Мы поехали в Тею, в Аскизский район Хакасии. Это была такая глушь! Ни в сказке сказать, ни... В феврале умер мой отец - телеграмма пришла на шестнадцатый день. Мне там работы не нашлось, и я три месяца была домохозяйкой. Это так называемое железорудное месторождение таковым не оказалось, и в начале марта мы поехали в Москву, восстановить кое-какие связи. У Погони не было права жить в Москве, но он надеялся, что ему помогут друзья.
Олега мы оставили у моей мамы в Абакане. В Москве жили у его сестры Ирины. Погоня позвонил некоторым знакомым. Не все были в восторге от его появления. Посещение контор, где он надеялся получить работу или хоть какую-то помощь, отнимало много сил и нервов. Денег у нас было мало, долго жить в Москве мы не могли.
Он познакомил меня с очень солидными людьми: академиками Г.Д. Афанасьевым, К.А.Ненадкевичем, президентом Академии Наук Д.И.Щербаковым и другими, тоже достаточно влиятельными фигурами. Но никто из них не помог.
Как-то я ждала Юрия Фёдоровича в коридоре одного учреждения и случайно услышала разговор:
- "Ты знаешь, кто приехал?"
- "Кто?"
- "Юрий Погоня!"
- "Работать?"
- "Не знаю. Что будешь делать?"
Они ушли, не обратив на меня внимания: я-то была им незнакома. Я передала Погоне разговор. Ему это было неприятно, но он не мог определить, кто были эти двое.
Он пытался встретиться с В.М.Крейтером, но тот сказался больным и нас не принял. Потом, когда мы работали уже в Красноярске, кто-то из сотрудников принёс ему книжку, изданную Крейтером, где почти на каждой странице по несколько ссылок на Погоню, - до 16 ссылок на странице. Это Крейтеру доверили разобрать конфискованные архивы, так он ими распорядился с пользой для себя.
Ничего не добившись в Москве, мы поехали в Ленинград, чтобы встретиться с Михаилом Михайловичем Тетяевым. Тетяевы жили в старинном особняке, где до революции помещалось американское посольство. Их квартира состояла из спальни, большого кабинета и прихожей, разгороженной на собственно прихожую, столовую и кухню.
Приняли нас очень доброжелательно. Но Михаил Михайлович тоже не мог помочь Погоне: он сам ещё чувствовал себя неуверенно, его сын Александр ещё был на Колыме, и они хлопотали о его освобождении. Трудно.
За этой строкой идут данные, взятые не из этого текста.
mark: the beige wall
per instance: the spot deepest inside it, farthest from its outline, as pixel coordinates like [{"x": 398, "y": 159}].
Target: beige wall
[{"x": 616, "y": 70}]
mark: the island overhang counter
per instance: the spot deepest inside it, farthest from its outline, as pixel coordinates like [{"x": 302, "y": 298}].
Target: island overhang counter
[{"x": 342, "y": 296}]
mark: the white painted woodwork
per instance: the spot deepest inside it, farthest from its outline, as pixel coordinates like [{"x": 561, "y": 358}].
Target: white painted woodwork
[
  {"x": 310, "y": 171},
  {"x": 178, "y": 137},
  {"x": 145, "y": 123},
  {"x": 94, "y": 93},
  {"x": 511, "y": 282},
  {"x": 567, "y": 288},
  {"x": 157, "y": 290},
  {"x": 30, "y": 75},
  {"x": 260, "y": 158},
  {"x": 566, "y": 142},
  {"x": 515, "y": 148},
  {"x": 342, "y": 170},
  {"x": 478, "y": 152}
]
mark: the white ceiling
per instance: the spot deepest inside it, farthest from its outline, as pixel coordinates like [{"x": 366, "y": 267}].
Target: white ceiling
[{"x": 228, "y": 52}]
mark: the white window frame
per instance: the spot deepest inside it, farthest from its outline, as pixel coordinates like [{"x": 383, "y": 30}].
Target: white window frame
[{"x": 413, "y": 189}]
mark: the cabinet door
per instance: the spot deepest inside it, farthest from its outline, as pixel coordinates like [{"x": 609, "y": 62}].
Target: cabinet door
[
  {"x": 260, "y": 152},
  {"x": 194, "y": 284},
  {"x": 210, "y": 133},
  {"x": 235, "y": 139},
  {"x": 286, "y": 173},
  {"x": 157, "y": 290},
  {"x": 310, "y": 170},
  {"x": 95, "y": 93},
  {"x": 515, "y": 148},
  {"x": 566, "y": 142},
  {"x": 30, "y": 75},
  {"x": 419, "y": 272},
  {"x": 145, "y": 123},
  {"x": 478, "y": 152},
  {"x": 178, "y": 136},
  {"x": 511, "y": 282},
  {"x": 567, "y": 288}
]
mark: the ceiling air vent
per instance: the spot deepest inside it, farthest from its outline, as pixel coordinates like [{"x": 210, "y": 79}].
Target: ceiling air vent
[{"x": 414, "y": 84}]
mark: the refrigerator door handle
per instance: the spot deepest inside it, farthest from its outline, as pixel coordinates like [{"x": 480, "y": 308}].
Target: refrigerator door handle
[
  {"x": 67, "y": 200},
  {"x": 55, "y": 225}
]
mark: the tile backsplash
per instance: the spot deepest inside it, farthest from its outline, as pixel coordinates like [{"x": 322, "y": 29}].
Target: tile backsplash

Вечерами, собираясь за столом, вспоминали ОТБ-1. Жена Михаила Михайловича (не помню её имени) удивлялась всему. Я вспомнила про то, как они приносили из столовой "второе", - гарнир съедали, а котлеты приносили мне.
"Почти мясные" - сказал Михаил Михайлович и перешёл на французский. Погоня мне перевёл: "Не потому, что были сыты, а потому, что ты была голодная". Теперь это показалось смешным.
Мы вернулись в Москву и только теперь заметили, что выглядели довольно смешно: широкие ватные плечи, широкие длинные брюки. А в Москве уже носили узкие брюки, не было ватных плечей. Но нас это не смущало - не до того было.
Из Москвы вернулись в Красноярск. Ни денег, ни работы, ни жилья. Погоне предложили работу в Ужуре. Там мы встретили Недлера (не помню его имени) из ОТБ-1 и Евгения Николаевича Григорьева (тоже сидевшего, только не знаю где, а посадили его за плен). На лето мы уехали в тайгу, в Саяны, а осенью вернулись в Минусинск. Экспедиции соединились. Продолжались реорганизации. Зиму прожили, а весной 1956 года, по предложению Андрея Александровича Предтеченского, тоже бывшего репрессированного, мы перевелись в Красноярск, в Геолого-съёмочную экспедицию.
Жили на частной квартире. Только в 1964 году получили кусочек "рая" - однокомнатную "хрущобу". В 1973 году, 10 мая, Погоня умер от инфаркта в возрасте 59 лет.
Вот и всё. "Закончен труд, завещанный от Бога мне грешному" (А.С.Пушкин), и я в который раз отдаю свой труд в чужие руки, с надеждой, что он послужит добру.
P.S. Иные пишут, поскольку не могут не писать;
Другие чешутся - не могут не чесаться.